Aliansi masyarakat sipil juga memandang penggunaan istilah penghinaan atau penodaan agama sudah tak lagi relevan. Berdasarkan Resolusi Dewan HAM 16/18 yang diinisiasi oleh Organisasi Konferensi Islam (OKI) pada 2011, istilah penodaan agama disepakati diganti menjadi "memerangi intoleransi". Lagi pula, di forum internasional itu juga diketahui bahwa istilah penodaan mendapat penentangan dari berbagai negara. "Kata penghinaan sebaiknya diganti dengan siar kebencian untuk melindungi pemeluk agama dari kejahatan," kata Pratiwi.
Di samping istilah penghinaan dan penodaan agama dalam RKUHP ini, koalisi juga menilai lima delik hukum terkait agama yang berpotensi diskriminatif.
Pertama, Pasal 2 RKUHP yang dinilai memungkinkan hukum yang hidup dalam masyarakat yang tidak diatur dalam KUHP tetap berlaku. Hal itu menyimpang dari asas legalitas dan berpotensi membuka celah hukum seperti yang ada dalam perda-perda diskriminatif yang sudah ada.
Kedua, kalimat "Tindak Pidana Terhadap Agama dan Kehidupan Beragama" yang dipakai sebagai judul Bab VII RKUHP dinilai menyalahi bahasa serta konsep. Koalisi menyebut agama adalah subyek hukum dan justru penganut agama yang seharusnya ditempatkan sebagai subyek hukum.
Ketiga, pasal-pasal yang memuat diksi yang berpotensi multitafsir. Koalisi menemukan potensi ini dalam Pasal 315, Pasal 316, dan Pasal 503.

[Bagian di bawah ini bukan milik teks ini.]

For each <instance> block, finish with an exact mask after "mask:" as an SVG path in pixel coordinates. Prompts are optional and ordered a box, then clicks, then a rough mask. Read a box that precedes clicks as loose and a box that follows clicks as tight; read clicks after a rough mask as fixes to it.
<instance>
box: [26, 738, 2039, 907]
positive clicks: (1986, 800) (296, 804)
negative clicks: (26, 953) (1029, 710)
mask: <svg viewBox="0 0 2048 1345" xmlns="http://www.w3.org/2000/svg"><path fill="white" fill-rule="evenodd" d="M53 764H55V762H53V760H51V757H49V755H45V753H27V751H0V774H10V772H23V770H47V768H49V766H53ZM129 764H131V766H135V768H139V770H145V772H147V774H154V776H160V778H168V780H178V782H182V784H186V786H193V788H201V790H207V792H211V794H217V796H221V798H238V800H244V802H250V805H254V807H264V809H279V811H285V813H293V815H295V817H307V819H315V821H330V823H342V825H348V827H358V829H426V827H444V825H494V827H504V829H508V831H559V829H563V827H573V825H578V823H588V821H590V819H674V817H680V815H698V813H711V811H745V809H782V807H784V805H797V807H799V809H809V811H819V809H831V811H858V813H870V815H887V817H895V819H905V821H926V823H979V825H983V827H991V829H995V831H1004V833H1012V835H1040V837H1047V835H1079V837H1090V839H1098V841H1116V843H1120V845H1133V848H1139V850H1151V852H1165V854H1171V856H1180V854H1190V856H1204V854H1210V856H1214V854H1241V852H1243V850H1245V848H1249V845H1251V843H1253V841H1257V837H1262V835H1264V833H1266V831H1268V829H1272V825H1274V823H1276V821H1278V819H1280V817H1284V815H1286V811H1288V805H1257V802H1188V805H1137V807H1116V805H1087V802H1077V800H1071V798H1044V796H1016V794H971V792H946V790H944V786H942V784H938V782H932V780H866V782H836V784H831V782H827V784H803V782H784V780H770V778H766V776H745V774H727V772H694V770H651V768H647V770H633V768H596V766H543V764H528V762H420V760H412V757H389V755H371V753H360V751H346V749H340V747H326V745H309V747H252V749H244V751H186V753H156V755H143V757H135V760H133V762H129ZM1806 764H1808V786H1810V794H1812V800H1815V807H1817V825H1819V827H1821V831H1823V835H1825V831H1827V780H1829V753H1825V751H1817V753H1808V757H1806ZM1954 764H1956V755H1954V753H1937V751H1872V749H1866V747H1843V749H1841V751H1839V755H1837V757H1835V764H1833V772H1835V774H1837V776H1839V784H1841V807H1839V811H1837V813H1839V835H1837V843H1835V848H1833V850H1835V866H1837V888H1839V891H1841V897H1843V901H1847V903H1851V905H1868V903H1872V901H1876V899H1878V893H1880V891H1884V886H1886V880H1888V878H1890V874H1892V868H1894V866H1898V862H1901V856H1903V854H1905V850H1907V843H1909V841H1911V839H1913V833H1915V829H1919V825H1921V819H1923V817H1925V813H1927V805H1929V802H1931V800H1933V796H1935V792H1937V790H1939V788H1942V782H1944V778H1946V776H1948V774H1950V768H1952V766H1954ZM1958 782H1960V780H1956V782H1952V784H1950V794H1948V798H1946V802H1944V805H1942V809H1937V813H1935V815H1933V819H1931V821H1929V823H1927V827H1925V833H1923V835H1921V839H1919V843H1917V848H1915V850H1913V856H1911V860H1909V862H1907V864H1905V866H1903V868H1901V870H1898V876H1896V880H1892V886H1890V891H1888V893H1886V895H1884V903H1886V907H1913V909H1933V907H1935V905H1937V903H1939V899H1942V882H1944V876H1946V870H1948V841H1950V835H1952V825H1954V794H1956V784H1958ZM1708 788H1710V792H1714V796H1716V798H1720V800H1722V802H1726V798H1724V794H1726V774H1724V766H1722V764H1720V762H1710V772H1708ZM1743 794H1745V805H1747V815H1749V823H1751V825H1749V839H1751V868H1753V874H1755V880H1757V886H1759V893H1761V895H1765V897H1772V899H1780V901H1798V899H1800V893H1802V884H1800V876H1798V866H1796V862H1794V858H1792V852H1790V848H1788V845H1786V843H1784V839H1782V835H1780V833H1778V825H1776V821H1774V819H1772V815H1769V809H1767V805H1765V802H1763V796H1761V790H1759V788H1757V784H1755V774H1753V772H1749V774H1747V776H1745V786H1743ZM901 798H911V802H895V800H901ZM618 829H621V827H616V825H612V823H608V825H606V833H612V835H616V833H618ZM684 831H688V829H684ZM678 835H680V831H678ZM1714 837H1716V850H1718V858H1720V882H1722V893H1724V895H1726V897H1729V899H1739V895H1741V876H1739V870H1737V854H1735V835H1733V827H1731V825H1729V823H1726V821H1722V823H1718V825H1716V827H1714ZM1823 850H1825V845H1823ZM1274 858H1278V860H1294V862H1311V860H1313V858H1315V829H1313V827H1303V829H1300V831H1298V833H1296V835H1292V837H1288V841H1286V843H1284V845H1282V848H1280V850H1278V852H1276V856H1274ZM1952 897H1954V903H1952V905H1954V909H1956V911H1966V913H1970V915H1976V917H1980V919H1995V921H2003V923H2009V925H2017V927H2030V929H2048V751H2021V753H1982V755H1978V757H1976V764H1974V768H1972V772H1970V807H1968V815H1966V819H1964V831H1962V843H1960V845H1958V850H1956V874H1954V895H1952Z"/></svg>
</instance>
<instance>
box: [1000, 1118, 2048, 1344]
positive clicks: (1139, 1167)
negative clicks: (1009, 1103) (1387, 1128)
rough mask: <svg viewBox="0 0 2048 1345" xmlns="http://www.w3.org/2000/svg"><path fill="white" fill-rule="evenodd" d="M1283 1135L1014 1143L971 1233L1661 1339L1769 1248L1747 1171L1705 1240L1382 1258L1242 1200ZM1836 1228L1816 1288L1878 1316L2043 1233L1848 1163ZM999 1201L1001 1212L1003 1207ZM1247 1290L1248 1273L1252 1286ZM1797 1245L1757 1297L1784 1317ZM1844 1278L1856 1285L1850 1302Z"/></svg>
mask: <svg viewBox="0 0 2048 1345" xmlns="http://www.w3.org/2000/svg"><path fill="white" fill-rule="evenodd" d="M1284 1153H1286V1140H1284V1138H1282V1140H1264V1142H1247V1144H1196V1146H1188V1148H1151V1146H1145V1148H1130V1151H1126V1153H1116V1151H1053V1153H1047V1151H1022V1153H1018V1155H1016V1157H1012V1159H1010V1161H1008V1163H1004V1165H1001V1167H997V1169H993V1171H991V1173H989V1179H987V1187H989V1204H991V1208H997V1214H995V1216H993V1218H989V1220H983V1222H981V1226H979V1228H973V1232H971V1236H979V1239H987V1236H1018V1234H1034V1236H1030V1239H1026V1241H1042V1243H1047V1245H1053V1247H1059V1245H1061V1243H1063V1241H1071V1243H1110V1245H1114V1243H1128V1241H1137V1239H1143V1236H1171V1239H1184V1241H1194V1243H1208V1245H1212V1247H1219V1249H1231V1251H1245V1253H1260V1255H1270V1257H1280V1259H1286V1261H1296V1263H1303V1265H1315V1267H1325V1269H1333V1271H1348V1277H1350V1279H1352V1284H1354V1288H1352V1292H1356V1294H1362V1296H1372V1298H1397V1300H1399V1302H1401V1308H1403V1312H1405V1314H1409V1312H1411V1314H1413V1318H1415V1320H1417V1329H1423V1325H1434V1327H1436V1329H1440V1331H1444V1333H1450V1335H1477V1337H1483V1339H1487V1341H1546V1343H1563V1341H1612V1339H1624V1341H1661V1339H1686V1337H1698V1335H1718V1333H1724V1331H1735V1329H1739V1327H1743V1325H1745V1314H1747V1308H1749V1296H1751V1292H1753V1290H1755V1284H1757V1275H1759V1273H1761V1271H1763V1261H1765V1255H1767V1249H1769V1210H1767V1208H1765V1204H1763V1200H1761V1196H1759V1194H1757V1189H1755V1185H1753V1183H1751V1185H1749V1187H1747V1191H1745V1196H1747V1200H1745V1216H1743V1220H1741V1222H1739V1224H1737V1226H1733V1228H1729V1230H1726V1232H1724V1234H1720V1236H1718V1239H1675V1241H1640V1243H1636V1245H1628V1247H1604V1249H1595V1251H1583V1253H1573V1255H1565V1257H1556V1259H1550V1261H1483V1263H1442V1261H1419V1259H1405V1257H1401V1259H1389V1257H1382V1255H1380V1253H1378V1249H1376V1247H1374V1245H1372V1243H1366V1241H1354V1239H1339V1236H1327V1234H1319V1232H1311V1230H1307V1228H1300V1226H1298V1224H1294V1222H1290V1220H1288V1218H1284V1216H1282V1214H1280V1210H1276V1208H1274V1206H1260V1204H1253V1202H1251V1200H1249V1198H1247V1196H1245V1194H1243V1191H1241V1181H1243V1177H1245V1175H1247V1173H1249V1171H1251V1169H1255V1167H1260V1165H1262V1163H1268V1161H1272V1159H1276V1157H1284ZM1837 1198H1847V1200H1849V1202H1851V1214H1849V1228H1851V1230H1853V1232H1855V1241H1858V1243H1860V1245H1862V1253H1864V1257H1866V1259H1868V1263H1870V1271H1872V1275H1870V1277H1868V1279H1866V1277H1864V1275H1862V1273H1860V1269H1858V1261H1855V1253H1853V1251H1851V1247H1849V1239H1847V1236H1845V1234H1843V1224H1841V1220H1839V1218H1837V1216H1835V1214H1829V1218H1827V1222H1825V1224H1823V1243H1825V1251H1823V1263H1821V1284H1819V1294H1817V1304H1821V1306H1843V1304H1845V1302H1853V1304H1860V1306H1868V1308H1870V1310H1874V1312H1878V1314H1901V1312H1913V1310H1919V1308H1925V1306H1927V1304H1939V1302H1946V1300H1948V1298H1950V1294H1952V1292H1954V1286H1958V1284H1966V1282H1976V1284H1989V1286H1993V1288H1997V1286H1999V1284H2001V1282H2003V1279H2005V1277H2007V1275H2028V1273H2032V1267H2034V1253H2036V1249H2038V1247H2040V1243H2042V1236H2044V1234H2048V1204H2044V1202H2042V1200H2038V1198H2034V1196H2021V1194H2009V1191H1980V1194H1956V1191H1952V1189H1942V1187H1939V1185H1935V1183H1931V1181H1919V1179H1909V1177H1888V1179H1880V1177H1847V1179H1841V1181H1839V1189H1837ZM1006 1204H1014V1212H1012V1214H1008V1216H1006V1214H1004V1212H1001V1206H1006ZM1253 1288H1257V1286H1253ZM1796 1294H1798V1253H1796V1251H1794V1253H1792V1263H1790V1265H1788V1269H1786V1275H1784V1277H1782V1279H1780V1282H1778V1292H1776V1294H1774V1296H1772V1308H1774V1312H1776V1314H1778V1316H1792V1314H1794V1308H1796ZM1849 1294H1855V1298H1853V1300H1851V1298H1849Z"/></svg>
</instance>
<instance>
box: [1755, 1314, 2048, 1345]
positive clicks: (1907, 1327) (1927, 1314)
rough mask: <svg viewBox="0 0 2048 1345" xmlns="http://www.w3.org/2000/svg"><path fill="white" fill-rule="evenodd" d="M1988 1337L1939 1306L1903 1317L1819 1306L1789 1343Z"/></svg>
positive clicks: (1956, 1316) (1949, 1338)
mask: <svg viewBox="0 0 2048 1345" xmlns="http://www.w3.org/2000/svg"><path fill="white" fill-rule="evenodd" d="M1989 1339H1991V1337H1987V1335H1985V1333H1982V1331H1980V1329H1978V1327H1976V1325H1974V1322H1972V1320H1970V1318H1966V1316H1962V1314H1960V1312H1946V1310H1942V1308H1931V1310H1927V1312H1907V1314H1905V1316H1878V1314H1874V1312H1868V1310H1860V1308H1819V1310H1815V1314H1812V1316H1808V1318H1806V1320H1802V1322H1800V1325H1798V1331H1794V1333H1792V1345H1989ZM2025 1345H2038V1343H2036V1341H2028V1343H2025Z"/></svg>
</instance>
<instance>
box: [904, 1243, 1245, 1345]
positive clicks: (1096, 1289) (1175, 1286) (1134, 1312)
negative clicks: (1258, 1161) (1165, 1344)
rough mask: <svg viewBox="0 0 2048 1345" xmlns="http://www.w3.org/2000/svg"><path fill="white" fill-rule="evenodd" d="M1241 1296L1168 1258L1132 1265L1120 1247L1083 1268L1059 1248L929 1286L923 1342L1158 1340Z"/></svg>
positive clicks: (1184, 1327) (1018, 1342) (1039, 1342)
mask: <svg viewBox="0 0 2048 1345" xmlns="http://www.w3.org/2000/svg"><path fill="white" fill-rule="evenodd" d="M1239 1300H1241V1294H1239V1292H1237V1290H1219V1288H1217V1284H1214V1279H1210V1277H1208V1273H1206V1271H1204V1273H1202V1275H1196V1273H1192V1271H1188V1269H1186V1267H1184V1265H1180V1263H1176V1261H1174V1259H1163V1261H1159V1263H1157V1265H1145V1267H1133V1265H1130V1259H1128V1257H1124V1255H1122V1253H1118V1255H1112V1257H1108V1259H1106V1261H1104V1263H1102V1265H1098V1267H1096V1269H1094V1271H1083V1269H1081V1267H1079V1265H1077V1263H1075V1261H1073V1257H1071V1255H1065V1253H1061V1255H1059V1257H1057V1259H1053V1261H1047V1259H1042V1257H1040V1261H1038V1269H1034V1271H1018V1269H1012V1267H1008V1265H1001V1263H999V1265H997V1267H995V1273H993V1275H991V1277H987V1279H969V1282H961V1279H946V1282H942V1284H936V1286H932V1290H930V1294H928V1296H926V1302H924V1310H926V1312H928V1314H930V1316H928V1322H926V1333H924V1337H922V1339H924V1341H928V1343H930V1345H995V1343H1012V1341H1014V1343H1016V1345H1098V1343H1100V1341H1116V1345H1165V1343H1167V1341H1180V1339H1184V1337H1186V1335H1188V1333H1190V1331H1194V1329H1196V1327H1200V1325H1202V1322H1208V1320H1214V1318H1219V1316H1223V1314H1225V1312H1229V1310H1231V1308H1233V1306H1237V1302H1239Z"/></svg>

Merujuk delik agama yang berpotensi diskriminatif ini, koalisi meminta DPR menunda rencana pengesahan RKUHP dan pembahasannya kembali dibuka dengan masyarakat.
Fotografer : Ashar/Ceknricek.com
"Kami meminta pengesahan RKUHP ditunda dan pembahasan dengan masyarakat terkait dibuka kembali dengan mengedepankan asas legalitas dalam hukum pidana secara tertib yang terdiri atas asas lex scripta, lex stricta, lex temporis delicti, lex certa serta semangat 'restorative justice' dan prinsip-prinsip hak asasi manusia," ujar Pratiwi.
Koalisi masyarakat sipil ini merupakan koalisi advokasi kemerdekaan beragama atau berkeyakinan yang terdiri dari beragam lembaga swadaya masyarakat. Di antaranya Yayasan Lembaga Bantuan Hukum Indonesia (YLBHI), Lembaga Bantuan Hukum (LBH) Jakarta, Institute Legal Resource Center (ILRC), Human Rights Watch Group, Pusat Studi Agama dan Lintas Budaya UGM, Pusad Paramadina, Gusdurian, Lakpesdam NU, Paritas, Wahid Foundation, dan INKLUSIF.